A free text search scans all the indexed data for a specific Refinery view, across all columns, for the specified time frame.

Free text searches could be very slow in large datasets since they scan all fields. If you have a small data set and you are not sure whether a value might be in the indexed data, a free text search could be helpful. The following example shows a free-text Discover search for the term Opera or "Opera" in an index with one million records:

After the free text search, the results narrow to just under 200,000 results that contain the term Opera in any field. The results sill not match against extensions like Operas or Operations or opera (lowercase) if the Refinery view is case-sensitive, which is the typical setting for most views. Searching for a term like error in very large indexes could return millions or even billions of results, and require a lot of compute/worker resources to complete.

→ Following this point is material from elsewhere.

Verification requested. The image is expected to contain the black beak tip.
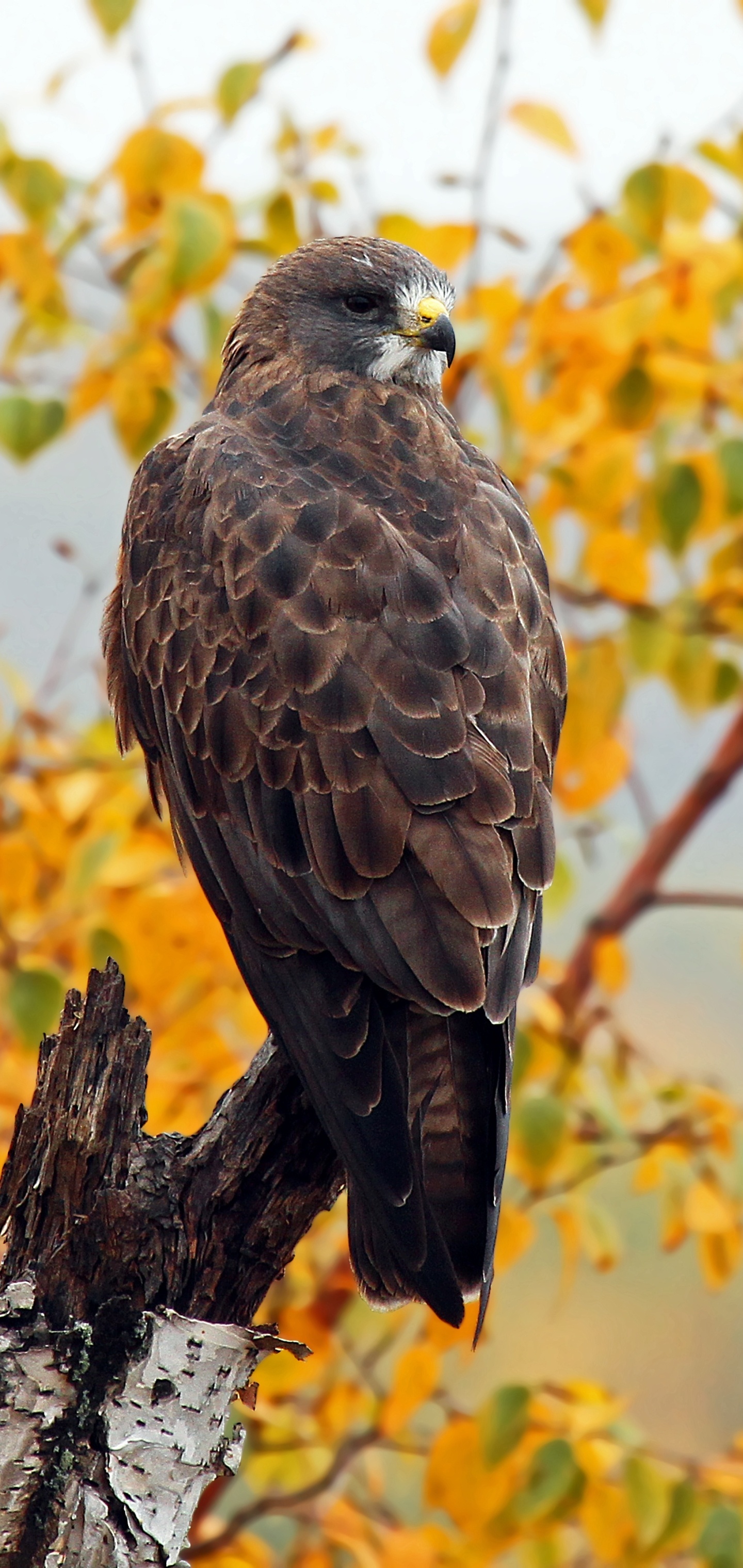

In free-text, you can use wildcards like Oper* to find results that begin with Oper including Opera, Operations, and so on (again, with case-sensitive results using the default view setting), or *Oper* to find results where Oper is found in any part of a value. If a view is case-insensitive, the results will match on any letter case; however, performance is slower for case-insensitive matches, especially for a wide search across a large body of indexed data. The following sample shows a wide search that is narrowed by a free text search for Oper*:

Free text searches could be useful to run a general sweep of the indexed data for a very specific term. In general, free-text searches are not recommended because of the performance. For most searches, it is a better practice to "bind" your searches to a field to narrow the search and reduce the results for performance and also review.